FRIDAY, Jan. 6 (HealthDay News) -- Smoking marijuana can mean different things to different people -- for some, anxiety and paranoia can set in, while others mellow out.
Now, a unique brain scan study suggests two ingredients in pot may work independently to achieve these effects.
British scientists who watched the effects of the two marijuana ingredients -- Δ9-tetrahydrocannabinol (THC) and cannabidiol (CBD) -- on the brains of 15 young men say the research shows how the drug can either ease or agitate the mind.

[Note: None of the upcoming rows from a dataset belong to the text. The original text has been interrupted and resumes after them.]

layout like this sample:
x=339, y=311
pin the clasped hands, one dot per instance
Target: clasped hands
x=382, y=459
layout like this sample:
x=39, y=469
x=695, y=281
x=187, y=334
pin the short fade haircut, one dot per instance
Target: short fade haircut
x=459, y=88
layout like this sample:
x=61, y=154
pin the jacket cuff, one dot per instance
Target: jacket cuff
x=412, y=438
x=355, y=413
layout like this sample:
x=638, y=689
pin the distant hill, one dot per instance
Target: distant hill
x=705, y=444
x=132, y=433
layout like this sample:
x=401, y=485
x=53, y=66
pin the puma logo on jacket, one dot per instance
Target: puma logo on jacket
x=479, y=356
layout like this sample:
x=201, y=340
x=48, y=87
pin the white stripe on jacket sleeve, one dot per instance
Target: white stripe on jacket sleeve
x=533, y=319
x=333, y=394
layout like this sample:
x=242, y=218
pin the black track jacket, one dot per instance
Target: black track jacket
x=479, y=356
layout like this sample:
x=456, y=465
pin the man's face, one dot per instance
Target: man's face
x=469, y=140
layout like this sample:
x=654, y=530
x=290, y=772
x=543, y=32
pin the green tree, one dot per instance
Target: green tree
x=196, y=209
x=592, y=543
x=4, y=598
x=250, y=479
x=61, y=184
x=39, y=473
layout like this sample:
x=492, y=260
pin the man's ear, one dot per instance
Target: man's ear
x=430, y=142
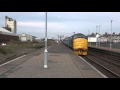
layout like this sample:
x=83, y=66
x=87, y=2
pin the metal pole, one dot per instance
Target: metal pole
x=74, y=33
x=45, y=52
x=96, y=34
x=99, y=33
x=111, y=36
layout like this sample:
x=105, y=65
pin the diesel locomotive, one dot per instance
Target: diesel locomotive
x=78, y=43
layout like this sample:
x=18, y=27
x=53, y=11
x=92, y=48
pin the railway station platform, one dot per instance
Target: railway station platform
x=106, y=48
x=62, y=63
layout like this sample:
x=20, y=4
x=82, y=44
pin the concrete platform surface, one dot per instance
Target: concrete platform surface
x=62, y=63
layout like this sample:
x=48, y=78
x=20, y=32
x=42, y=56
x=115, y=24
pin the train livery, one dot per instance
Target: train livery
x=78, y=43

"People have polarized views about marijuana," said study lead author Dr. Sagnik Bhattacharyya, a researcher in the department of psychosis studies at the Institute of Psychiatry, King's College London. "Some consider it to be essentially harmless but potentially useful as a treatment in a number of medical conditions, and others link it to potentially severe public health consequences in terms of mental health. This study explains why the truth is somewhere in between."
The findings were published in the January issue of Archives of General Psychiatry.
According to Bhattacharyya's team, it's long been noted that cannabis can prompt the onset of psychotic symptoms, such as paranoia and/or delusional thinking, among otherwise healthy people.
"A number of studies have (also) clearly shown that regular marijuana or cannabis use in vulnerable individuals is associated with increased risk of developing psychotic disorders such as schizophrenia, where one loses contact with reality," Bhattacharyya said.
Just how this occurs in the brain wasn't understood.
In the new study, the researchers used functional MRI brain imaging on 15 healthy men, roughly 27 years old on average and described as "occasional cannabis users."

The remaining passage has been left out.